資料の整理などをやらされているのに無給なんて我慢できますか?

 

そして問題は無給であることだけではありません。

実は司法修習やっている間は原則アルバイト禁止(例外あり)なのです。

 

司法修習中は司法の仕事を身につけることに集中しなければいけないというのが理由らしいですけど、無給の上にアルバイト禁止ってあんまりだと思いませんか?

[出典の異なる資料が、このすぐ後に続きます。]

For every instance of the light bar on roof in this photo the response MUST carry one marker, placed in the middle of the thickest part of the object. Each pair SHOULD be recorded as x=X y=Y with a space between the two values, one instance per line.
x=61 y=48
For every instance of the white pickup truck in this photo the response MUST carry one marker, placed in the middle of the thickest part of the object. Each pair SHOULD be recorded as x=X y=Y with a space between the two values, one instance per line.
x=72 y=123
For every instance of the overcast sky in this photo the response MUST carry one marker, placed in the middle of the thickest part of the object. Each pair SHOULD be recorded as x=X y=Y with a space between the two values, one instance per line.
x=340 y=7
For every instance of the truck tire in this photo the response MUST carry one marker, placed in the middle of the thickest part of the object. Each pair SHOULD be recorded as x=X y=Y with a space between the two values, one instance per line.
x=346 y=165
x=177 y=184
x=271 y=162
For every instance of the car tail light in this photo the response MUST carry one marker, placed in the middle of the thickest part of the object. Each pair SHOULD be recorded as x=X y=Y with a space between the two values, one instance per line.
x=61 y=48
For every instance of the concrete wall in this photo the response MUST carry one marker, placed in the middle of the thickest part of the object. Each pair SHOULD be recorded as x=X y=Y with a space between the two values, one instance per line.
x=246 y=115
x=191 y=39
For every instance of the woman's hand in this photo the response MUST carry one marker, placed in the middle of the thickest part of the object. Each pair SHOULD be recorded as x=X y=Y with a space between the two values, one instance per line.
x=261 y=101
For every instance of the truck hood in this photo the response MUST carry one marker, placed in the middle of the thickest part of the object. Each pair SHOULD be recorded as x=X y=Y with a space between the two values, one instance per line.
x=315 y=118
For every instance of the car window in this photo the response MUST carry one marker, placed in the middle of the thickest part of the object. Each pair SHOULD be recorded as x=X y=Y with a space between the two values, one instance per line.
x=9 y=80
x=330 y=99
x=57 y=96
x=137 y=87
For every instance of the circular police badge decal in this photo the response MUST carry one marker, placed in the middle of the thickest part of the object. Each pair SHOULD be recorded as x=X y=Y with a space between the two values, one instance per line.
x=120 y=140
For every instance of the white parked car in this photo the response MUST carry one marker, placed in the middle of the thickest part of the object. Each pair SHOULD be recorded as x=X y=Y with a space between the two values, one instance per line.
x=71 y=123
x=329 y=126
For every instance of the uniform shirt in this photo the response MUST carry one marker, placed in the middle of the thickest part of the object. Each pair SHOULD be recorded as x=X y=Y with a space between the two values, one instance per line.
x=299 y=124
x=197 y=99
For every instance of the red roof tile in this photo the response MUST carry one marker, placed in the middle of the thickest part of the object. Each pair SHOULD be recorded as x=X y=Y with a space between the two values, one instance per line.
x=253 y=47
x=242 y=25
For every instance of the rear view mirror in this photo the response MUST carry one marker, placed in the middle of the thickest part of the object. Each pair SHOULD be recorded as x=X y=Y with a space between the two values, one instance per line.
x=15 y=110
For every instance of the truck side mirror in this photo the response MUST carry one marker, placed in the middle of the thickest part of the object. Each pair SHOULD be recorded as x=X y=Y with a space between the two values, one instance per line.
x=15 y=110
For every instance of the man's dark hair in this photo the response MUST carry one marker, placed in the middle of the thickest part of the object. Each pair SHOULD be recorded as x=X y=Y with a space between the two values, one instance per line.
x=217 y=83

一応許可があれば例外的にできるようですけど、ほぼ許可が出ることはないらしいです。

 

2011年に司法修習の給付制が廃止となった時、アルバイト禁止も同時に廃止してはどうか?という意見もあったそうですけど、結局廃止されず今も残っています。

 

こういう事情があるので、個人的には給付制復活は賛成です。

 

 

司法試験者数を維持するための手段の側面も

 

残念ながら弁護士の供給過剰で、司法試験の受験者数は減少の一途を辿っています。

でも今は供給過剰だとして、20年30年先はどうなっているでしょう。

急に需要が増えても肝心の法曹関係者がいなければそれこそ大問題となります。

 

ですので今から少しでも司法試験受験者を維持できるように、いろいろな政策を実行しなければいけません。

 

給付制の復活は、少なくとも司法試験受験者数の維持に資するものだと思います。

だって貰えるものならは貰った方がいいですよね。

それに法科大学院出身の司法修習生の多くは、すでに奨学金漬けになっており、司法修習中にさらに奨学金を借りるのは躊躇するはず。

 

給付制が復活すれば、司法修習中の最低限度の生活は維持できるはずで、バイトの解禁などはしばらくは必要なくなります。

 

 

終わりに

 

新聞に掲載されるぐらいですから、反対が多くてもおそらくひっくり返ることはないでしょう。

 

給付制が復活するのですから修習を受ける方も国民の税金を頂いているということを忘れず、修習で自分を磨いて欲しいと思います。

 

 

追記(2018年6月8日)

この記事を書いた後、司法修習生の給付制は新聞の報道通り復活しました。

月額13万5000円、これに修習地での住宅費として別途住宅手当3万5000円が支給されます。

この金額を見てあなたはどう思いますか?

 

さすがに支給額が低すぎるような気がします。

普通の大卒の初任給より安いですからね。

 

記事本文の中では、しばらくはバイト解禁について考える必要はないという趣旨の記述をしましたが、さすがにこの金額だとバイトの種類を限定して解禁した方がいいかもしれません。

 

確かにバイトを解禁すれば、司法修習が疎かになるかもしれないと懸念は理解できます。

でも生活費が足りない場合もそれが気になって司法修習に身が入らなくなるかもしれません。

 

バイトの種類はさまざまです。

司法修習の妨げにならないものだってあるでしょうから、種類を限定してバイトを解禁すべきだと個人的には考えます。